On the charge that the hot spots were only in PNM areas, she said the municipal corporations—Arima, Chaguanas, San Juan/Laventille, San Fernando and Diego Martin were all controlled by the People’s Partnership and were defined as hot spots and were under curfew. She added that with the exception of Sangre Grande and Carrera, the hot spots identified under the PNM and the People’s Partnership administration were the same.

The Prime Minister said although the PNM identified as early as 2003 that there was a problem with young Afro-Trinidadian males and a consequent need to pay attention to this group, it did nothing. She said if the PNM had done something about the problem, its members would not have to cry now, some eight years later, that this administration was profiling and targeting Afro-Trinidadian males. She said when National Security Minister John Sandy read the statistics on crime with respect to Afro-Trinidadians, “I felt it in my stomach and thought what could we do.” In this regard, she announced a team headed by political scientist Selwyn Ryan “to enquire into the root cause of the problems identified as shown by the statistics”. The statistics show that the majority of murders are committed by Afro-Trinidadians and they are also the main victims.

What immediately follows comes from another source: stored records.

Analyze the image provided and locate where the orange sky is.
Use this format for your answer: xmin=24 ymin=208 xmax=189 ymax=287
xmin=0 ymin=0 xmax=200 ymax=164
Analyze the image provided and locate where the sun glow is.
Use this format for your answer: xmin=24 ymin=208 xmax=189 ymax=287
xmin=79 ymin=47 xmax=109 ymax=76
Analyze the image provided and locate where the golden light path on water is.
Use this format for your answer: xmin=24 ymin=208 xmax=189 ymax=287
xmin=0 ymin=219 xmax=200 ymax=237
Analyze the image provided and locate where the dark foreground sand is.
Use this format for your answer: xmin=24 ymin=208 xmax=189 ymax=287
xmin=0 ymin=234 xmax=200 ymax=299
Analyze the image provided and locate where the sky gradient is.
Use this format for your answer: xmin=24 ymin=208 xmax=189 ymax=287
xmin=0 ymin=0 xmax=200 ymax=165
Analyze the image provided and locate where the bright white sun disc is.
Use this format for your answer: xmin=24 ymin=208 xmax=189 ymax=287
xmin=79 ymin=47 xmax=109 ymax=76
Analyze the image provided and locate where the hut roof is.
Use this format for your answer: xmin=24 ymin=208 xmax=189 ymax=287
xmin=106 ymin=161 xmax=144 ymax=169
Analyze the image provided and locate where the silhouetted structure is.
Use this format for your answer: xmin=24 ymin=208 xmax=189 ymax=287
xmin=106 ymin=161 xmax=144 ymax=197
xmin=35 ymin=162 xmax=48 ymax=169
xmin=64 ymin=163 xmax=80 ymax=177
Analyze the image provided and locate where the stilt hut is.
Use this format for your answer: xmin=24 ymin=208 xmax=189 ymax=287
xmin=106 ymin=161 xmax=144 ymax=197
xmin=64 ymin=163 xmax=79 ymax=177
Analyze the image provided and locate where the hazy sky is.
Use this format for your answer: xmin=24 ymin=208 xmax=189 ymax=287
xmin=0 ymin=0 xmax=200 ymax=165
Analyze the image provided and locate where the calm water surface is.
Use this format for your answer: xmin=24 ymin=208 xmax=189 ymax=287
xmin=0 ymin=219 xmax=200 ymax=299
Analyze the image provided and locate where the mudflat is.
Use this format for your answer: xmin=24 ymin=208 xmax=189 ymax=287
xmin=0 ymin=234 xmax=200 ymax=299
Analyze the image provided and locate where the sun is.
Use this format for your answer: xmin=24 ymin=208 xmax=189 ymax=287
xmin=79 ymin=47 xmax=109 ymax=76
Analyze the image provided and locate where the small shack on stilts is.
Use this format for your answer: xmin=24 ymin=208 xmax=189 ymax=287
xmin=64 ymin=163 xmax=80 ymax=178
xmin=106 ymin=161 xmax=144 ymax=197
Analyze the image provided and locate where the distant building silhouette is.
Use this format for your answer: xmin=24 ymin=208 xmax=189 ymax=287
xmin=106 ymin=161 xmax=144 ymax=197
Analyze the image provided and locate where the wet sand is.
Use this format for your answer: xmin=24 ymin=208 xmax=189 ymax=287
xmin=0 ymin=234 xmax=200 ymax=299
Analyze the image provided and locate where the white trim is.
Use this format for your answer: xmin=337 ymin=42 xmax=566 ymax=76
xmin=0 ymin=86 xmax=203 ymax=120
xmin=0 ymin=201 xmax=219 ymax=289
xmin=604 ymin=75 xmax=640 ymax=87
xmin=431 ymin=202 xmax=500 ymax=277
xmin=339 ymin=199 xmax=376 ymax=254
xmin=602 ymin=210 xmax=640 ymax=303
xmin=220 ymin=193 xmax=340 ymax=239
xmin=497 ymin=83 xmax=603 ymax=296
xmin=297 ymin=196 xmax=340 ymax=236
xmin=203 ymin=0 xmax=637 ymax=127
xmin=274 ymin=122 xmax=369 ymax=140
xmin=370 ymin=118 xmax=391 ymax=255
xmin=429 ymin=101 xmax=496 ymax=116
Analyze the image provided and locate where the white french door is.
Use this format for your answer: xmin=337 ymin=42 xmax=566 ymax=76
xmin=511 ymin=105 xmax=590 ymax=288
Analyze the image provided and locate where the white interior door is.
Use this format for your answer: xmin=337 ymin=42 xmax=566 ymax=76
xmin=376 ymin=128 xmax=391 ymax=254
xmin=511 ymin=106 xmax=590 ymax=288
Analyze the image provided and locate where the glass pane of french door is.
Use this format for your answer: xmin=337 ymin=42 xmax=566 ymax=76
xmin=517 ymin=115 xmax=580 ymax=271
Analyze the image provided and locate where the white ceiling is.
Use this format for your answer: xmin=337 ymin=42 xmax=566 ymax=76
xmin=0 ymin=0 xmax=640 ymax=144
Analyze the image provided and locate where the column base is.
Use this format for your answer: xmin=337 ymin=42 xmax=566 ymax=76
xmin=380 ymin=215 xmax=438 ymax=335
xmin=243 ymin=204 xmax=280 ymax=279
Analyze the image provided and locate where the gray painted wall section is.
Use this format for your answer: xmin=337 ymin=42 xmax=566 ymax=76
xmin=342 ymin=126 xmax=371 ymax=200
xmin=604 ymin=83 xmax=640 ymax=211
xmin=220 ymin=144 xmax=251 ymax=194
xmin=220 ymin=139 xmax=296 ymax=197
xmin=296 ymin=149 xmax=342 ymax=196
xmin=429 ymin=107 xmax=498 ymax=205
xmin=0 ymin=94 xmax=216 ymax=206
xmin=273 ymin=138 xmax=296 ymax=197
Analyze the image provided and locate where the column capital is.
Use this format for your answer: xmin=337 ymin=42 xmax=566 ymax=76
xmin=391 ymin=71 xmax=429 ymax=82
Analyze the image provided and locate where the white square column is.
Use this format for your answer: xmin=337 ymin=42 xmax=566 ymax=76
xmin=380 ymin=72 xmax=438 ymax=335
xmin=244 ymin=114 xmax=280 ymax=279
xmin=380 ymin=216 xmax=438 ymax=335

Noting that a State of Emergency was a constitutional weapons put there by the framers to enable a Government to protect the people and the country, the Prime Minister reiterated that there was a real threat to public safety, law and order . The criminal underworld was “bound to retaliate” as their wholesale and retail networks were disrupted by law enforcement which seized over half a billion dollars of illegal drugs between 2010 and 2011. The drug seizures, she said, included 6,750 kilos of cocaine, valued at $236.3 million last year and 8,477 kilos of cocaine valued at $296.7 million this year; 3295 kilos of marijuana valued at $49.5 million last year and 1,229 kilos of marijuana valued at $18.5 million this year.

The Prime Minister said the state of emergency had worked, with a substantial reduction in murders and serious crimes down to virtually zero. There have been 1,356 arrests to date, of which 420 were gang related, 252 drug related, 285 were serious offences, 91 breach of curfew and 33 homicides.

Noting that under the UNC administration (1995-2001) there were 789 murders while from 2002 to 2009 under the PNM there were 2,853 murders, a 218 per cent increase per year, Persad-Bissessar stated: “Mr Speaker I saw the sanctimonious hypocrisy on the other side. I saw it when they were washing their hands and saying they would not support this state of emergency, when they were saying they had done everything… as the crime rate continued to increase (under their watch),” she said.

Parliament next meets on Wednesday to raise government’s borrowing ceiling.